Sorti sur civière en larmes lors du quart de finale retour PSG-Liverpool, Hugo Ekitike souffre d’une rupture du tendon d’Achille. Son Mondial est terminé avant même d’avoir commencé. Qui pour combler ce vide en attaque ?
La joie parisienne de mardi soir a laissé place à une image qui a glacé les supporters des Bleus : Hugo Ekitike, évacué sur civière, le visage en larmes, au terme d’un quart de finale retour de Ligue des champions qui restera pourtant dans les mémoires comme un triomphe collectif du PSG face à Liverpool. Pour l’attaquant français de 23 ans, la nuit s’est transformée en cauchemar personnel.
Le verdict tombe, le Mondial s’envole
Les examens médicaux pratiqués dans la foulée ont confirmé ce que les premières images laissaient craindre : rupture du tendon d’Achille. Des examens complémentaires prévus dans les prochaines heures doivent encore préciser si la déchirure est partielle ou totale — une distinction qui changera la durée de l’indisponibilité, mais pas l’essentiel. Dans les deux cas, la conclusion est identique et implacable : Hugo Ekitike ne participera pas à la Coupe du monde avec l’équipe de France.
Auteur d’une saison convaincante à Liverpool, où il avait su s’installer dans le groupe après ses débuts difficiles à Reims puis Paris, l’attaquant comptait 8 sélections et 2 buts en Bleu. Assez pour figurer dans les plans de Didier Deschamps. Assez, aussi, pour que son absence crée un vrai vide dans une liste dont les contours définitifs seront dévoilés le 14 mai.
Kolo Muani favori, mais quel crédit ?
La question du remplaçant agite déjà les discussions dans les états-majors du football français. Si Deschamps choisit d’intégrer neuf attaquants à sa liste — ce qui n’est pas une certitude — Randal Kolo Muani s’imposerait comme le candidat naturel pour hériter de la place laissée vacante. L’ancien Nantais, aujourd’hui à Tottenham, bénéficie d’un profil polyvalent apprécié par le sélectionneur.
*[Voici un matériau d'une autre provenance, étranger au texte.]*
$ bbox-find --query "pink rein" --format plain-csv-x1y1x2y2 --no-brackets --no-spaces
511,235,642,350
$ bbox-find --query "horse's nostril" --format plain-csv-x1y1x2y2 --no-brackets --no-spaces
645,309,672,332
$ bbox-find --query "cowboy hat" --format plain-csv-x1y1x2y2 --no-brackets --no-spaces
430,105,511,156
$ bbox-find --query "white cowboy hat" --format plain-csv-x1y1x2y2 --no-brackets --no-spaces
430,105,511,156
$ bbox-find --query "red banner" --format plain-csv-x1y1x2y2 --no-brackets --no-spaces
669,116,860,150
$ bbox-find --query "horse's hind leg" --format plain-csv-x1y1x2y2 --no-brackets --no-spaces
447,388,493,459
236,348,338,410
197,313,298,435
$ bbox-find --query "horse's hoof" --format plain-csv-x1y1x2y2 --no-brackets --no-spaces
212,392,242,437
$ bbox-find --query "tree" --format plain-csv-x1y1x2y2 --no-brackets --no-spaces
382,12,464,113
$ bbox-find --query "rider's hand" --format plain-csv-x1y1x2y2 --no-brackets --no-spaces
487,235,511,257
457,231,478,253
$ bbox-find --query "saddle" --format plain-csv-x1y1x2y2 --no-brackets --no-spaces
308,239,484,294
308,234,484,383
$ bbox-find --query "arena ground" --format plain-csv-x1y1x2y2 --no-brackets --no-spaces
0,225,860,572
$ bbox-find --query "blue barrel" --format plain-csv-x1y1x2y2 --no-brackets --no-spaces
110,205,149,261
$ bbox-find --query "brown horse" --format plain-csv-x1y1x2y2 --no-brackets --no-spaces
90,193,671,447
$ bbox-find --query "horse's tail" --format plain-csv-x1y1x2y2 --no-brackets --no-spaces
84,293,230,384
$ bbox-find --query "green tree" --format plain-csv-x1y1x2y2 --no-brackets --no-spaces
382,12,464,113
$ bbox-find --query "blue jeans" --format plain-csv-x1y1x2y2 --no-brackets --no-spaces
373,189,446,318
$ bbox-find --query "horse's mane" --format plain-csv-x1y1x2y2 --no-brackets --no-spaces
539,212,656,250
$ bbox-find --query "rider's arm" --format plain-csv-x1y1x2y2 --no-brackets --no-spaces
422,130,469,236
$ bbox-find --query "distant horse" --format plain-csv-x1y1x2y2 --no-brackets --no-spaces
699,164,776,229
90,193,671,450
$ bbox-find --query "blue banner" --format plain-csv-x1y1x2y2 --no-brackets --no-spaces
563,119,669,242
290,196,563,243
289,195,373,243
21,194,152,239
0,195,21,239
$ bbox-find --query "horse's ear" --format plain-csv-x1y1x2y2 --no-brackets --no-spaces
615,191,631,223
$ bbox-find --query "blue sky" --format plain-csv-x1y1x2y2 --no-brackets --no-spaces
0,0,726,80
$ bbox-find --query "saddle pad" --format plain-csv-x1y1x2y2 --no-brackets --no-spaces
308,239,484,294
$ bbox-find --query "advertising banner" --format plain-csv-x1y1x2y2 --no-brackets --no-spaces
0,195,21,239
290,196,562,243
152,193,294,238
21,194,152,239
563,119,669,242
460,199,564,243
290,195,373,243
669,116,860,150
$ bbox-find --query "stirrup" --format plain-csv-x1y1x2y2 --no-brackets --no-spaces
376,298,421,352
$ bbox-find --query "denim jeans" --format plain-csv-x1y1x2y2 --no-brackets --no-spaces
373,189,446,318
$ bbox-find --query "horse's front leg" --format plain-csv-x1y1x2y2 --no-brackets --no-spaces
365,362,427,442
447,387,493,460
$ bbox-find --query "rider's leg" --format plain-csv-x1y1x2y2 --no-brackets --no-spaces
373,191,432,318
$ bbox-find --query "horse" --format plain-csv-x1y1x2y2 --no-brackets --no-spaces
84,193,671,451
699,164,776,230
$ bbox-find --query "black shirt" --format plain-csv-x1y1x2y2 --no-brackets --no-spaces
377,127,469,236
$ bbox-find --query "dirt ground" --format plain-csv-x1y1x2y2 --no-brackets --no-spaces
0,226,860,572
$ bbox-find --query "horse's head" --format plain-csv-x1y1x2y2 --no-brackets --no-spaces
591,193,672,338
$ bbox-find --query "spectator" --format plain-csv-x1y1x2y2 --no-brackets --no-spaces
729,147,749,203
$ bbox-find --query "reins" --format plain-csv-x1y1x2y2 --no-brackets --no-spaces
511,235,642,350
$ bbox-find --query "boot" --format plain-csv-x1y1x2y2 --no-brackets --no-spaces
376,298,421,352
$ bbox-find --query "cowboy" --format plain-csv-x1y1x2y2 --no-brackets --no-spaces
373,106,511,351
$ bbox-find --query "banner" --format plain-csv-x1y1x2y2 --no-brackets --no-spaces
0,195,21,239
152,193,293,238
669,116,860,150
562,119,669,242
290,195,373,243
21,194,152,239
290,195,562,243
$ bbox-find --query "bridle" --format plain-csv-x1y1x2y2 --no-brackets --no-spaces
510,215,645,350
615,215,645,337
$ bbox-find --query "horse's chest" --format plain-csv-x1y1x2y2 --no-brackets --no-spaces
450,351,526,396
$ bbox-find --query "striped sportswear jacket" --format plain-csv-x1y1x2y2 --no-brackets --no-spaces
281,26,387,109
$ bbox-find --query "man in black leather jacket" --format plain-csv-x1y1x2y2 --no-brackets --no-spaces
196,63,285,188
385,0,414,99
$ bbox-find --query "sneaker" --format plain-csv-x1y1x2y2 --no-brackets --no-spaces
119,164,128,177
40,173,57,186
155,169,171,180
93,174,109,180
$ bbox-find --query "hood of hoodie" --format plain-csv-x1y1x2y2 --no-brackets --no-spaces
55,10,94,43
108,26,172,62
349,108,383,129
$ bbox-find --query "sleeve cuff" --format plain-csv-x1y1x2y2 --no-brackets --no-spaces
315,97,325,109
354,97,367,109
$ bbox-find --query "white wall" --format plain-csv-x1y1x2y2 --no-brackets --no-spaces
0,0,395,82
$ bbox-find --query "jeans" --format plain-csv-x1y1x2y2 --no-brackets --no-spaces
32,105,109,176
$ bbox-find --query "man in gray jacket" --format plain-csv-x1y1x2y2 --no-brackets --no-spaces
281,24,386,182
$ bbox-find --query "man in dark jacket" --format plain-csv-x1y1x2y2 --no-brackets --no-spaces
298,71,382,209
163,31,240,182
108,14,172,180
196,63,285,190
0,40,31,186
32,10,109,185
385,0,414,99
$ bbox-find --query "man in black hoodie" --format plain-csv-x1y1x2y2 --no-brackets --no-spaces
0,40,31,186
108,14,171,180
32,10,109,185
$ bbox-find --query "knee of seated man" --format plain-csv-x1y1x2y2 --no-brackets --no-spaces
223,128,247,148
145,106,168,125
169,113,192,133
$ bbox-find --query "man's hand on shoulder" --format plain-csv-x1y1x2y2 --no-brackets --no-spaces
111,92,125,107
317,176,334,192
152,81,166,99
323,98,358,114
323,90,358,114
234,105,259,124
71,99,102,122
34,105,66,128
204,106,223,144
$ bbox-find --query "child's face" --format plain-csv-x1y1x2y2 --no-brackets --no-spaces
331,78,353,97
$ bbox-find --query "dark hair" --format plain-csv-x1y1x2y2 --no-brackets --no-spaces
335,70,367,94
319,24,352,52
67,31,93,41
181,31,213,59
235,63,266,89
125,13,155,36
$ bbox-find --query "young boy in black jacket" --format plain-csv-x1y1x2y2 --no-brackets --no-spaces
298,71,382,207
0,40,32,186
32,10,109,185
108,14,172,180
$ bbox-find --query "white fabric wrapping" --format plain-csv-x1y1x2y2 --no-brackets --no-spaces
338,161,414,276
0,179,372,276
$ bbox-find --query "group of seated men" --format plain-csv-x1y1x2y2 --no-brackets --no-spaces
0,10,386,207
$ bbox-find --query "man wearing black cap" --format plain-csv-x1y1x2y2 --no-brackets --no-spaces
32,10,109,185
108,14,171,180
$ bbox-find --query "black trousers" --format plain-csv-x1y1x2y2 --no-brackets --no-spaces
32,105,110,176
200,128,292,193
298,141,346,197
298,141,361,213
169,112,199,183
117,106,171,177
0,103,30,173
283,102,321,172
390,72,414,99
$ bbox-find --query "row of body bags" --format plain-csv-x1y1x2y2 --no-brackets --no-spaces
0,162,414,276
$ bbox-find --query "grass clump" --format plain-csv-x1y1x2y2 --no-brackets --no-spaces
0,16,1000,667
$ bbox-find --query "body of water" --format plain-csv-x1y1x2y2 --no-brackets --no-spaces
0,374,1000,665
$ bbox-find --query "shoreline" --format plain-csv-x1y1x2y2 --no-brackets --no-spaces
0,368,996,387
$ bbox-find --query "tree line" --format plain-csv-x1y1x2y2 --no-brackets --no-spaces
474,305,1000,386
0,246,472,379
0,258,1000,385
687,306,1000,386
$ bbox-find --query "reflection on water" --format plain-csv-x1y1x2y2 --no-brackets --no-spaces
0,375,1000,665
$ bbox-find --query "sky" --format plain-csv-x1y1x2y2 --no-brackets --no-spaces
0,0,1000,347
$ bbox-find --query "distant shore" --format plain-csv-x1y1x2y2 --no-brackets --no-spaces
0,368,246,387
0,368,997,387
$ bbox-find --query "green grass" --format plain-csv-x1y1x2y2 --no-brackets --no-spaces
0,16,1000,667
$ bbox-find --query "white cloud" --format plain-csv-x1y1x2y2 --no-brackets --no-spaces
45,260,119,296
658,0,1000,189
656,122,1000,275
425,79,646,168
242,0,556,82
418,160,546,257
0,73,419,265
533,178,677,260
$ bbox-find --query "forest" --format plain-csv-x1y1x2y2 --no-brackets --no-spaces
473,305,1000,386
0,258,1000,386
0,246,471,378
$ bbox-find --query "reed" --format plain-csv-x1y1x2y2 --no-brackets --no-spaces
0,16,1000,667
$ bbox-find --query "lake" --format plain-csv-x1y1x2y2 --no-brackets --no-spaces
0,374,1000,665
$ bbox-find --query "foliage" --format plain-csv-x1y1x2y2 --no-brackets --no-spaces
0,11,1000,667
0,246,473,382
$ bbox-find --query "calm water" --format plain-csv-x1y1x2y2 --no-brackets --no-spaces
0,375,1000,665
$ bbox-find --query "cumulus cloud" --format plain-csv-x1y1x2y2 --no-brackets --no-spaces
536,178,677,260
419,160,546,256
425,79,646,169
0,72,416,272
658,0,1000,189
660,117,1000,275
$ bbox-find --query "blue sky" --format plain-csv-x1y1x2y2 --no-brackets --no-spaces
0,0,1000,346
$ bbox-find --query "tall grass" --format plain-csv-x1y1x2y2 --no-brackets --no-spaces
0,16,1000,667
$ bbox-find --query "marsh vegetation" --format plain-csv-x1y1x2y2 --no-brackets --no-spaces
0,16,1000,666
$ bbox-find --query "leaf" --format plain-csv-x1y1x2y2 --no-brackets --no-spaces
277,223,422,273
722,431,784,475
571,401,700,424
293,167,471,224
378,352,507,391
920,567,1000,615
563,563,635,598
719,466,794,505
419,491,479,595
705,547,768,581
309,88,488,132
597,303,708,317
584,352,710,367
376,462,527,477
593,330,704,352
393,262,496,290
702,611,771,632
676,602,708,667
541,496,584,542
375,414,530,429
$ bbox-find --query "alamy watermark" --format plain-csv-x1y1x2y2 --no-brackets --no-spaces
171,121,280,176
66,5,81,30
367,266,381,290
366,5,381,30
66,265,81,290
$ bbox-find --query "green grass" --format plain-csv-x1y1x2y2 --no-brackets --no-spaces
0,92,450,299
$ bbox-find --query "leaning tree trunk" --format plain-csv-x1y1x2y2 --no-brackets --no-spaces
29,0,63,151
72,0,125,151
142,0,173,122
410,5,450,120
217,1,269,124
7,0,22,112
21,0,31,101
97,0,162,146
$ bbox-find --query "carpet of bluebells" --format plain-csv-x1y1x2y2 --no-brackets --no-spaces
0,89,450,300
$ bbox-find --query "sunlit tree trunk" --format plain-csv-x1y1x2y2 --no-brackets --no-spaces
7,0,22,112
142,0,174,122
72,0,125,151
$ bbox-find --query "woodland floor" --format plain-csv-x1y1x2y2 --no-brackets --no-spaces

Problème : sa saison en Premier League est loin d’avoir été convaincante, ce qui pourrait peser dans la balance au moment de trancher.
Derrière lui, deux noms restent dans la course. Christopher Nkunku, relancé à l’AC Milan après ses pépins physiques à Chelsea, retrouve progressivement son meilleur niveau et pourrait profiter de cette opportunité inespérée. Jean-Philippe Mateta, fidèle à son registre de buteur efficace à Crystal Palace, représente lui aussi une option sérieuse pour un sélectionneur qui apprécie les profils capables de peser sur les défenses.
Et si Deschamps recomposait autrement ?
Une piste plus inattendue circule également : le forfait d’Ekitike pourrait-il ouvrir la porte à un milieu supplémentaire plutôt qu’à un quatrième attaquant de métier ? Deschamps a toujours su surprendre dans ses choix de liste, et la profondeur du secteur offensif français pourrait lui permettre de se passer d’un avant-centre de plus.
Réponse dans moins d’un mois. D’ici là, le sélectionneur des Bleus a un dossier douloureux mais urgent à régler.